Un tema su cui interviene ora con forza Mohammad Al-Abdallah, direttore del Syria Justice and Accountability Center (Sjac), che chiede con forza che le procedure di riesumazione delle fosse sia svolto nel rispetto del diritto forense, per poter identificare correttamente tutte le salme.
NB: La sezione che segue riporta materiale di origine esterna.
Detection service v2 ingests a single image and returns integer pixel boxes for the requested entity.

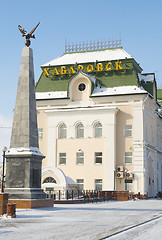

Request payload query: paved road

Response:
[0,199,162,240]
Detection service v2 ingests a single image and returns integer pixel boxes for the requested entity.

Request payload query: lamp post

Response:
[1,146,7,193]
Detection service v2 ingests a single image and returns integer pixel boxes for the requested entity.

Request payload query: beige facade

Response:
[36,47,162,197]
[37,70,162,196]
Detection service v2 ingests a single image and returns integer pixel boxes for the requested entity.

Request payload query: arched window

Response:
[59,123,67,138]
[94,123,102,138]
[76,123,84,138]
[43,177,57,183]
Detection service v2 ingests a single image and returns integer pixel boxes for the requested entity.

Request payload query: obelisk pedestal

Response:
[5,47,53,208]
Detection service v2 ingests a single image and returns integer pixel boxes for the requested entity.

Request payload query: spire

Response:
[10,47,38,149]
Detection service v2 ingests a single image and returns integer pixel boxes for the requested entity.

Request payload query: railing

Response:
[46,190,129,203]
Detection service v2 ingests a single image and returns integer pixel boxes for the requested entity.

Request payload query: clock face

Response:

Ha infatti denunciato che nei siti starebbero lavorando persone non esperte, legate al governo di transizione guidato da Hts, oppure familiari dei “desaparecidos” che cercano le spoglie dei loro cari.
Invece, come ha evidenziato Al-Abdallah in una itnervista alla testata siriana Enab Baladi, “il processo di riesumazione delle fosse comuni dovrebbe essere accompagnato da un’indagine forense e penale, durante la quale i corpi vengono separati e ne viene identificato il sesso, stabilendo il contesto della fossa comune, misurando la lunghezza dell’individuo sepolto attraverso il femore, oltre a cercare di determinare la causa della morte”, osservando se ad esempio la salma presenta fori di ingresso delle pallottole, oppure le mani legate.
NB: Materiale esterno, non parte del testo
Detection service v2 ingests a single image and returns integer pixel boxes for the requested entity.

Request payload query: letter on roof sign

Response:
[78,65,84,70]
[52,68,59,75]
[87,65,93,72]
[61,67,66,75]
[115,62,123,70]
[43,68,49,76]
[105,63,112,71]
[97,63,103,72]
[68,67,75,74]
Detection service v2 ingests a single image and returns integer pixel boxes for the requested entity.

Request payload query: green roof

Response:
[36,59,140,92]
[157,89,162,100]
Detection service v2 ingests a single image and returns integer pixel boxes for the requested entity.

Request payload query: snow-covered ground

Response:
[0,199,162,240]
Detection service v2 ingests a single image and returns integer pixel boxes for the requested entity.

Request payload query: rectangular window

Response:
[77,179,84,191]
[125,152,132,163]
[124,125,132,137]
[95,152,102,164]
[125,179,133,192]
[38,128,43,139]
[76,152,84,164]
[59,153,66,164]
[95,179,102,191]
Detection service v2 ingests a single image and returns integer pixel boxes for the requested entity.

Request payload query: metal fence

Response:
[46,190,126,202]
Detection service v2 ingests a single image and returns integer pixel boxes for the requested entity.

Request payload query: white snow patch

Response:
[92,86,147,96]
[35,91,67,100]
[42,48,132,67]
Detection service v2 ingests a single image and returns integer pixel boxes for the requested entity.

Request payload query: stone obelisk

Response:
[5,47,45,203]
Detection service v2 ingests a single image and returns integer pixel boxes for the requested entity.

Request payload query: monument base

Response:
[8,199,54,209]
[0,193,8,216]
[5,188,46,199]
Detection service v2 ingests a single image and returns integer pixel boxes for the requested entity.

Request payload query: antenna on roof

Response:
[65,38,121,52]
“INVIARE ESPERTI PER RACCOGLIERE DATI, TESTIMONIANZE ED ELEMENTI DI PROVA DI CRIMINI COMMESSI DAL REGIME”
Ieri Robert Petit, a capo del Meccanismo internazionale, imparziale e indipendente (Iiim) delle Nazioni Unite, in una conferenza stampa a Ginevra ha riferito di aver scritto al governo ad interim di Damasco comunicando la propria disponibilità a inviare squadre di esperti per raccogliere dati, testimonianze ed elementi di prova dei crimini commessi dal regime: “Ora c’è la possibilità di accedere alle prove del livello più alto del regime”. E ha aggiunto: “La nostra priorità sarà valutare l’entità del problema, vedere esattamente cosa è disponibile in termini di accesso e potenziali prove, e poi vedere come potremo contribuire a preservarle al meglio”. l’Iiim è stato istituito nel 2016 per indagare e contribuire a perseguire i crimini più gravi commessi in Siria dal 2011.
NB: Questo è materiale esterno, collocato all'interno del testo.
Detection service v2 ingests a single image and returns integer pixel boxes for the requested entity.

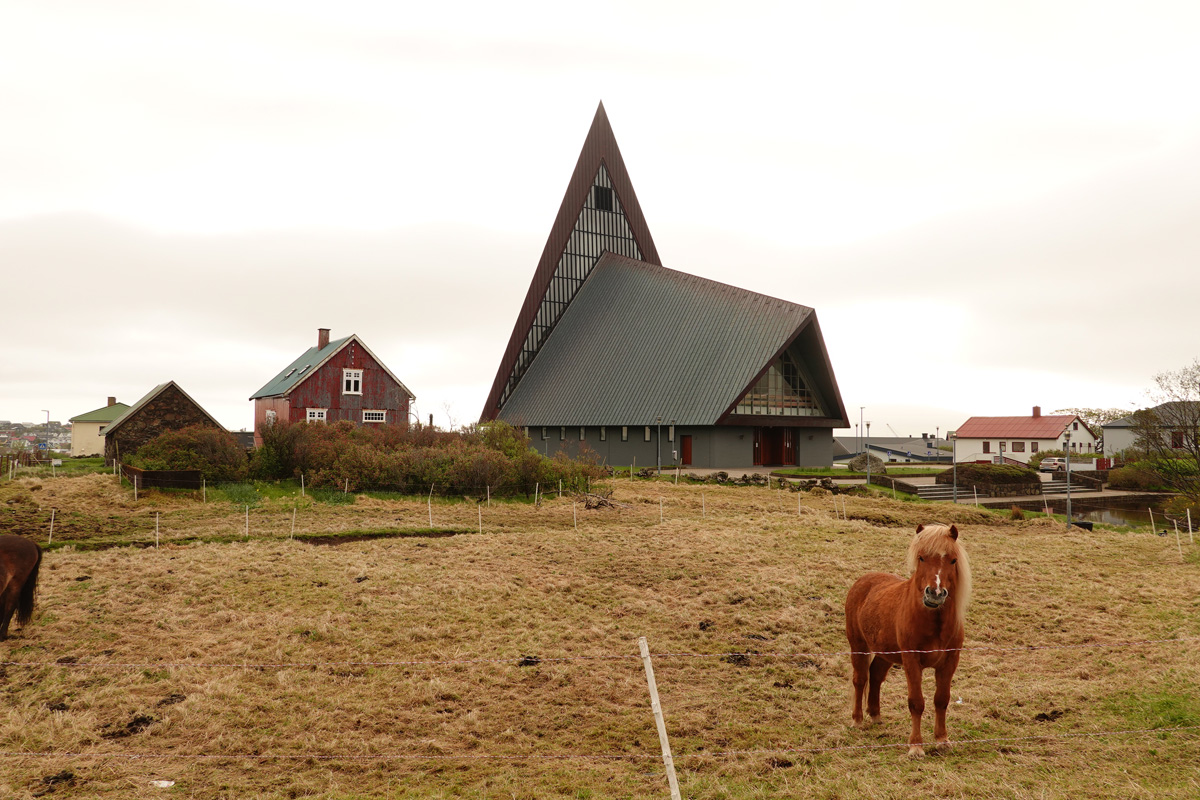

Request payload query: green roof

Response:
[250,335,354,399]
[71,403,130,422]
Tra questi, sta emergendo anche la pratica di incarcerare un numero imprecisato di minori, nati o cresciuti in cella con le loro madri. In una nota Medici senza frontiere (Msf) ha fatto sapere di stare ricevendo a Idlib detenuti imprigionati a Damasco e in altre zone della Siria. Tra queste, riferiscono i responsabili, “c’è un’ex detenuta che trascorso 8 anni nella prigione di Sednaya. Oggi ha 27 anni. È entrata in prigione con suo figlio che all’epoca aveva 3 mesi, oggi ne ha 8. Il bambino non sa cosa sia un biscotto, un albero o un uccello, nemmeno un giocattolo con cui giocare. Non sa leggere né scrivere. Ha visto sua madre subire abusi fisici e sessuali. È stato davvero difficile parlare con lui”.